The arboretum dates to 1943 when Timm & Co. formed a nursery on the site. In 1956 its last owner, Erich Frahm, established an arboretum (3.5 hectares) in cooperation with dendrologist Dr. Gerd Krüssman. In 1980 the site was acquired by the state, along with 10 hectares for expansion, and a group including the Botanical Garden of the University of Hamburg helped plan its future. In 1989 the non-profit Arboretum Förderkreis Baumbark Ellerhoop-Thiensen eV was established to support the arboretum, and in 1996 responsibility was handed to this organization.

Today the arboretum serves to help teach practical and theoretical biology, including both training in horticulture and academic botanical research. Its areas include:

- The development history of the trees dating to the Carboniferous period,
- A herbivorous dinosaur from the Triassic period,
- A large cypress swamp forest of the Tertiary period,
- A crop area with heritage grains,
- Other topics such as carnivorous plants.

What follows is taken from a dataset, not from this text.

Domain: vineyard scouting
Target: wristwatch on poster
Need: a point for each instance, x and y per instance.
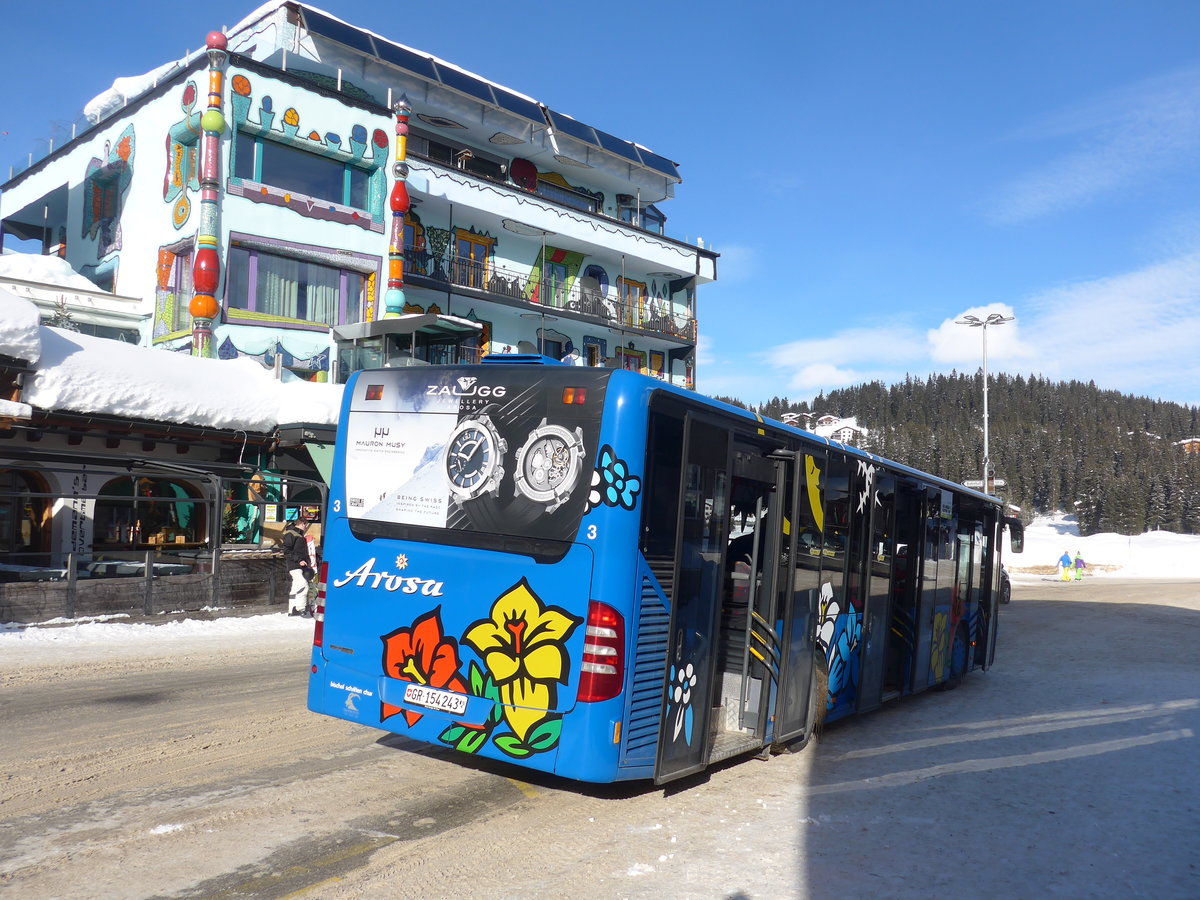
(547, 465)
(474, 457)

The arboretum's main focus is on the genera Prunus, Malus, and Hydrangea. Tree specimens include Acer rubrum, Aronia arbutifolia, Cephalanthus occidentalis, Chamaecyparis thyoides, Ilex glabra, Magnolia virginiana, and Taxodium distichum. It also includes various bamboo species (Phyllostachys, Fargesia, Pseudosasa, and Sasa), as well as Alnus glutinosa 'Imperialis', various Salix species, and Miscanthus varieties.

A secondary research focus is the breeding and selection of tree peonies. In recent years, the arboretum has amassed the largest tree peony collection in Germany, with a total of 245 taxa.